The US navy has announced that the USS Gerald R Ford, regarded as the world’s newest and largest aircraft carrier, has entered the area of responsibility of the US Southern Command, which covers Latin America and the Caribbean.
The deployment of the ship and the strike group it leads – which includes dozens of aircraft and destroyer ships – had been announced nearly three weeks ago, and its arrival marks an escalation in the military buildup between the US and Venezuela.
The regime of the Venezuelan president, Nicolás Maduro, meanwhile, announced what it called a “massive deployment” of land, sea, air, river and missile forces, as well as civilian militia, to counter the US naval presence off its coast.
The US carrier joins other warships, a nuclear-powered submarine and aircraft based in Puerto Rico, forming the largest US military presence in the region in decades – seen as the biggest since the invasion of Panama in 1989.
Donald Trump has sought to justify the massive military buildup as part of his “war on drugs”, targeting traffickers allegedly smuggling narcotics through Caribbean and Pacific waters. That campaign has included airstrikes on boats that have so far killed at least 76 people in South American waters since September.
Sean Parnell, the chief Pentagon spokesperson, said in a statement released by the US navy that the arrival of the USS Gerald R Ford, with “more than 4,000 sailors and dozens of tactical aircraft aboard”, will “bolster US capacity to detect, monitor, and disrupt illicit actors and activities” in the region.
“These forces will enhance and augment existing capabilities to disrupt narcotics trafficking and degrade and dismantle transnational criminal organisations,” he added.
Many analysts see the attacks on boats and the growing military buildup as a way to pressure Maduro to step down after stealing last year’s election.
Maduro has accused the US of “fabricating a new war” and said the naval deployment represents “the greatest threat our continent has faced in the past 100 years”.
On Tuesday, before the US navy confirmed the carrier’s arrival, the Venezuelan regime announced a new phase of its military deployment against what it called the US “imperial threats”, with state television broadcasting footage of military leaders giving speeches across several states.

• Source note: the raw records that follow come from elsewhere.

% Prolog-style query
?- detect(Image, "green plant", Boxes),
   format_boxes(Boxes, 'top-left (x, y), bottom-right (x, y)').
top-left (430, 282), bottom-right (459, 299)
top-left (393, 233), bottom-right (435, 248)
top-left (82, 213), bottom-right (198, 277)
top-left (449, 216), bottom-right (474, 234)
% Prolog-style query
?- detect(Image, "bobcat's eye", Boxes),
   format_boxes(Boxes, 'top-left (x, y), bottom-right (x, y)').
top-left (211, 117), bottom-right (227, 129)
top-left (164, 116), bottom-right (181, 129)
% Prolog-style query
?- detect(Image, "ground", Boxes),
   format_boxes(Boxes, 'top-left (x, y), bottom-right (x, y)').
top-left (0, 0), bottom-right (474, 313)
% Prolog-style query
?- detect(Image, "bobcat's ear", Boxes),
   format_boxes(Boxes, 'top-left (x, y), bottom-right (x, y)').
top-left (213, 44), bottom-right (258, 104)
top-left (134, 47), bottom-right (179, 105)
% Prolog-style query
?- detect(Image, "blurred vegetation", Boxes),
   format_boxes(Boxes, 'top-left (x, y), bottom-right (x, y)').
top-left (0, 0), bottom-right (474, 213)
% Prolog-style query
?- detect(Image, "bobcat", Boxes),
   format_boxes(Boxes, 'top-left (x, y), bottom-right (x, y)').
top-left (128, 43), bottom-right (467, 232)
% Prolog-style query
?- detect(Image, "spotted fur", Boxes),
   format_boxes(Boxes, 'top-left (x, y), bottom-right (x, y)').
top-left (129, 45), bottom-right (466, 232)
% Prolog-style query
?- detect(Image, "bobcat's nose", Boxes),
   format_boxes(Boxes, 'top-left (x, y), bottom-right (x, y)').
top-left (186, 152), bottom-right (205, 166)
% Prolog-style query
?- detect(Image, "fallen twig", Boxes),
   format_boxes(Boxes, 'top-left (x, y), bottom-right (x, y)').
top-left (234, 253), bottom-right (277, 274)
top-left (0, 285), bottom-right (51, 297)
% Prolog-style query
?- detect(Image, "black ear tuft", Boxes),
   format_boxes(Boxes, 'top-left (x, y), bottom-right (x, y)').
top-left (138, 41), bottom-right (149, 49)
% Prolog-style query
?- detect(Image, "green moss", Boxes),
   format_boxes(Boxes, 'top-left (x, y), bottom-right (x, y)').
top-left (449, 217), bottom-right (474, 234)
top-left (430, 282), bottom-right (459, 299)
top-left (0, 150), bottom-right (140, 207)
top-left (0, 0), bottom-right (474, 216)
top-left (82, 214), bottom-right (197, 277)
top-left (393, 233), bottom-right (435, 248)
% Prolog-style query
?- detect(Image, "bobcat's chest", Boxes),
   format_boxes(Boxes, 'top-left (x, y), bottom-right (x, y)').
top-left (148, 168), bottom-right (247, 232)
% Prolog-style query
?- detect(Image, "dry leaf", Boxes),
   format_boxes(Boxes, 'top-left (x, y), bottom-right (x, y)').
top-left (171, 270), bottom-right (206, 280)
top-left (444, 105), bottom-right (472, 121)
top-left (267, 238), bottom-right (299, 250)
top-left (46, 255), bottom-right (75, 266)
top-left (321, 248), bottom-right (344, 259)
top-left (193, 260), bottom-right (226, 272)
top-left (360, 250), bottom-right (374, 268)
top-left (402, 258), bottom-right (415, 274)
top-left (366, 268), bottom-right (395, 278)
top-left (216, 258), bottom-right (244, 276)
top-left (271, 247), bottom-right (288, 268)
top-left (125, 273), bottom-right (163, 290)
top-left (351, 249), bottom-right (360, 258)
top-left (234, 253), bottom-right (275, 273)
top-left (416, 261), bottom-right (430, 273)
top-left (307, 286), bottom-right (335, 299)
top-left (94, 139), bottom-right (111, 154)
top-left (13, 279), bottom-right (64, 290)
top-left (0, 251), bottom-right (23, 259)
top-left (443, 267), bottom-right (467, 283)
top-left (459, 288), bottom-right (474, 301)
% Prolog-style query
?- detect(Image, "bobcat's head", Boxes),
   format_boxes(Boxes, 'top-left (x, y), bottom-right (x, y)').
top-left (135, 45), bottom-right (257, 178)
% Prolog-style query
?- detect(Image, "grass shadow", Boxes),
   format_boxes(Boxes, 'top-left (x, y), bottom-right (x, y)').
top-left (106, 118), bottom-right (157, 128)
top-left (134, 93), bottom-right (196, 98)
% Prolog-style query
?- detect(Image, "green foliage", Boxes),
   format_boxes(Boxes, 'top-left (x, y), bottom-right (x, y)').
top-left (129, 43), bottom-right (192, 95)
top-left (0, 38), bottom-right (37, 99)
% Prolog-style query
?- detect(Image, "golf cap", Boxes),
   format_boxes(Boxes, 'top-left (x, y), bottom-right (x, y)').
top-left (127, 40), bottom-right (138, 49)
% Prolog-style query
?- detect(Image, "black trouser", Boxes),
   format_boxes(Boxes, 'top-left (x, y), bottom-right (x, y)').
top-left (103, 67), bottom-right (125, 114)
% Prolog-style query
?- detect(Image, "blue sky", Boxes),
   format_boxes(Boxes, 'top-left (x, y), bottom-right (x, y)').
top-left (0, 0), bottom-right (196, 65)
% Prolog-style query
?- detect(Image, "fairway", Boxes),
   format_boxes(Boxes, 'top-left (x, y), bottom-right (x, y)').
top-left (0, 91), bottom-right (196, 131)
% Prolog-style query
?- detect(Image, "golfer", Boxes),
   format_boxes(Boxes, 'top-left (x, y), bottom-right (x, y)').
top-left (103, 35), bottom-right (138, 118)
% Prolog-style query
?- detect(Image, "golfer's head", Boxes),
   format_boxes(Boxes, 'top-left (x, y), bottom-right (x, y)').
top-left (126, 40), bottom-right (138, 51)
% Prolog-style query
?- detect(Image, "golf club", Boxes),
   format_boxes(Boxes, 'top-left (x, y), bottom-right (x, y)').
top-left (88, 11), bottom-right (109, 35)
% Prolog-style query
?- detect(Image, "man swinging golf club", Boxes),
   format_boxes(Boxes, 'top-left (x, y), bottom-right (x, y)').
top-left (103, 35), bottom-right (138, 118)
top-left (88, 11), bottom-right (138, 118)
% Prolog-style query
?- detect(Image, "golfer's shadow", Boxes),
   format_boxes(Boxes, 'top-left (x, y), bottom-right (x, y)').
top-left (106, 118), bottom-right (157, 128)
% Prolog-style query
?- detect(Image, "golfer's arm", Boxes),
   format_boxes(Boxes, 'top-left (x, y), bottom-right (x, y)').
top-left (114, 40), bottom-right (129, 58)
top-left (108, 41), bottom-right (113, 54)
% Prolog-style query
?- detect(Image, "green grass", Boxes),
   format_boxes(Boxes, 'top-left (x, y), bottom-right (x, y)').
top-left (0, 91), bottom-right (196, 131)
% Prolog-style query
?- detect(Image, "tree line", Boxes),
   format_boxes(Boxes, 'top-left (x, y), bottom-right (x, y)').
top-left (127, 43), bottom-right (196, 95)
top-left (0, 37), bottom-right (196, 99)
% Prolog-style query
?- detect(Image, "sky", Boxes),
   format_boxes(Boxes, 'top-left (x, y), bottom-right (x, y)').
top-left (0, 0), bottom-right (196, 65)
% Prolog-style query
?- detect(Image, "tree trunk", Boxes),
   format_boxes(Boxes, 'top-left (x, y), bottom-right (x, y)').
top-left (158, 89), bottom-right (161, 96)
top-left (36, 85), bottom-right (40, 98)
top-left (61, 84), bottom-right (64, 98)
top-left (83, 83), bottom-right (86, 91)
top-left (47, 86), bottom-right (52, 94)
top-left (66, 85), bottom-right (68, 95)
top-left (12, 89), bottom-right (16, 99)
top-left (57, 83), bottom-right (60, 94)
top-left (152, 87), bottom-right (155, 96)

On Sunday, at the close of the Community of Latin American and Caribbean States (Celac) summit in Colombia, a joint declaration signed by 58 of the 60 nations present rejected “the use or threat of use of force and any action not in accordance with international law and the Charter of the United Nations” – without making any direct reference to the US.
Venezuela and Nicaragua were the only countries not to sign the declaration, but Maduro’s regime had reportedly expected a stronger condemnation of the US.
Brazil’s president, Luiz Inácio Lula da Silva, who is negotiating a deal with Trump to cut tariffs on Brazilian imports by more than 50%, also avoided any direct mention of Washington.
He said: “We are a zone of peace. We don’t need war here. The problem in Venezuela is a political one, and it must be resolved through politics.”